My point: Equating big to bad is prejudiced, and leads to fallacious thinking. That hinders understanding. Be skeptical of those using loaded phrases like that. Stick to reason.
P.S.: Tobacco is bad because it's bad for you, not because it's big. Would you think more highly of tobacco if it were produced by small, non-profit tobacco farmers' cooperatives?
(Please keep in mind that each commenter's opinions are only his/her own.)
Given that Big often is bad, I would tend to believe that the "Big is Bad Meme" is more stereotypical, than it is prejudiced. I think most people use "Big" in such a way as to conjure paralleles with, Big Tobacco, for instance, which is probably the first "Big". Granted, their statements may be prejudiced - they may not know about that which they are discussing or they may be ignorant of certain facts, but the use of the word itself, I think, is more to create an analogy, thus making it more of a stereotype.
In a roundabout way, I suppose, you could say that you're prejudiced yourself in that, whenever you hear someone use the word "Big" as described, it sounds to me like, when you hear people use it, you assume that they don't know what they're talking about and they don't have all the facts.
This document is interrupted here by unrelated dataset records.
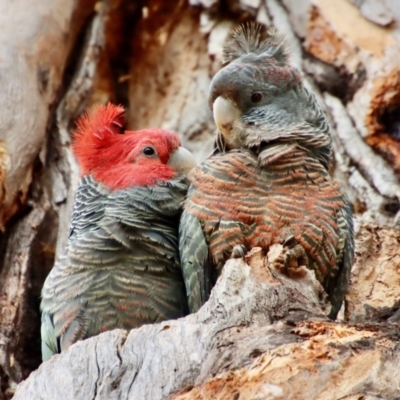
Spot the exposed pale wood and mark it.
[0,0,400,400]
[14,249,325,400]
[0,3,106,398]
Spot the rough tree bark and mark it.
[0,0,400,399]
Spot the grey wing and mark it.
[327,204,354,319]
[40,255,91,361]
[179,211,211,313]
[68,176,110,241]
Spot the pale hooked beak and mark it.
[168,147,197,174]
[213,96,240,136]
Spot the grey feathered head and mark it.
[222,22,290,66]
[209,22,331,169]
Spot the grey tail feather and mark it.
[222,22,290,66]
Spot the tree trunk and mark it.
[0,0,400,400]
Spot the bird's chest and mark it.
[187,154,342,253]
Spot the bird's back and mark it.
[41,177,187,360]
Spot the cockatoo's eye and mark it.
[143,146,156,156]
[251,92,262,103]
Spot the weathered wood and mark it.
[14,233,400,400]
[14,249,325,400]
[0,2,105,398]
[0,0,400,399]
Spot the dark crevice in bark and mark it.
[105,0,147,107]
[303,52,366,104]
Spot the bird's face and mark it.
[73,104,196,189]
[209,55,303,148]
[98,129,196,189]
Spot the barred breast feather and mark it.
[180,143,353,315]
[41,176,187,359]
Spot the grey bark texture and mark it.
[0,0,400,400]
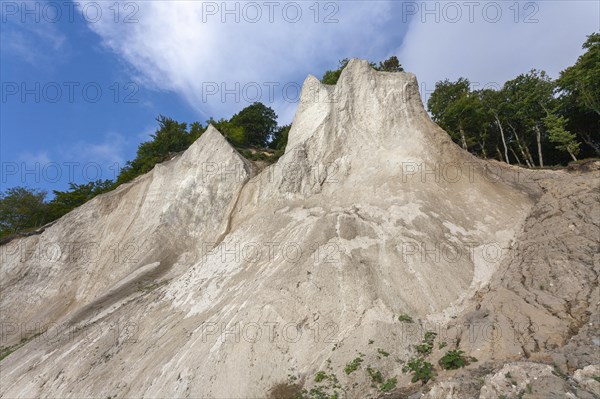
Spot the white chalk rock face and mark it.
[0,60,532,398]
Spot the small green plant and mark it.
[344,356,363,375]
[367,367,383,384]
[377,348,390,357]
[415,342,433,356]
[379,377,398,392]
[398,313,413,323]
[315,371,328,382]
[423,331,437,344]
[402,357,434,384]
[440,350,474,370]
[526,384,533,393]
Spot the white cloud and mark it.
[1,11,70,68]
[18,151,50,167]
[71,132,127,166]
[77,1,399,120]
[82,0,599,123]
[398,0,600,105]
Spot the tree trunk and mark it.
[508,123,533,168]
[458,126,467,150]
[494,115,510,165]
[496,146,506,162]
[579,133,600,156]
[510,147,521,166]
[535,125,544,168]
[569,151,577,161]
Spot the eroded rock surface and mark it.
[0,60,600,398]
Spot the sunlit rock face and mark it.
[0,60,596,398]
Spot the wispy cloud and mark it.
[18,151,50,166]
[76,1,402,121]
[0,11,69,68]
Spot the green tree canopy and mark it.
[557,33,600,115]
[230,102,277,147]
[0,187,48,236]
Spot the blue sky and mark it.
[0,0,600,195]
They just might. ;)
P.S. - I don't think people generally use the word "Big" to describe a company until it's substantially larger than 30 employees. It is subjective, though.
P.P.S. - I would feel better about smoking cigars (and my pipe) if I knew that the tobacco was grown by a non-profit tobacco growers' cooperative. Actually, I don't think I'm alone here. Premium cigars are often premium because they're produced in a more traditional hand-rolled manner and not by a machine. Of course, you're probably only really talking about cigarettes...
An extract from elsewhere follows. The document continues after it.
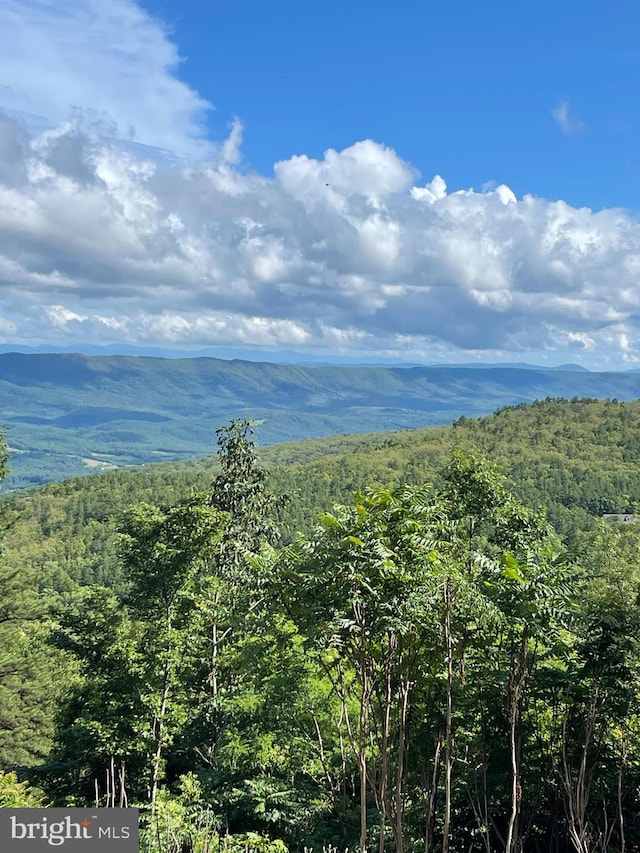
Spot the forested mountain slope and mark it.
[6,399,640,588]
[0,353,640,490]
P.P.P.S. - Why is it whenever people talk about smoking in public, all they concern themselves with are cigarette smokers? I'm held subject to the same smoking laws as a cigar smoker. I digress...
I agree with a lot of what scott says (not suprisingly)
I went to a crap party at the weekend which was raising money for the Basra Oil workers co-op
If 6 Billion people are good for earth, why not 60 billion? Because it's unsustainable.
If a farmer can grow enough food on a 40 acre farm to feed 400 people, why not have an agribusiness on a 4000 acre farm grow enough to feed 40,000 people? Because it's unsustainable. You just can't keep going on and on.
We live in a finite world with limitations. Big is not always bad (big opposition to Bush is a grand thing), but when it bumps up against and past limits, it is.
(and this from a die-hard anti-cigarette dude.
So where's the evidence? The evidence I see seems to be just the opposite: the vast majority of corporations seem to be playing by the rules. "Often" (your word) is pretty subjective. Most?
Scott: Given that Big often is bad,...
That's the whole point. It's not a given. Make a compelling argument to that effect before assuming it's a given.
Scott: you could say that you're prejudiced yourself ...when you hear people use it, you assume that they don't know what they're talking about and they don't have all the facts. They just might. ;)
Not prejudiced, but skeptical: I need reasons. If reasons accompany, I have something to evaluate. If they don't, that's fallacious.
Scott: is more to create an analogy, thus making it more of a stereotype.
False analogies are fallacious, too.
Dan: "Big," as used to describe corporations, factories, populations and policies, is often bad because "big" is often unsustainable.
That's my argument against big government. But what about, say, 100 million Americans, either employed by thousands of big companies or millions of little companies. I don't see one clearly more or less sustainable than the other.
I was surprised, too, that you both would think more highly of tobacco if it were produced by cooperatives. That's certainly your right, and I don't blame you for caring where your money goes. I make similar decisions sometimes.
But it's just as unhealty, whatever it's origins. (And tobacco companies, of whatever size or profitability, are wrong to try to mislead the public.)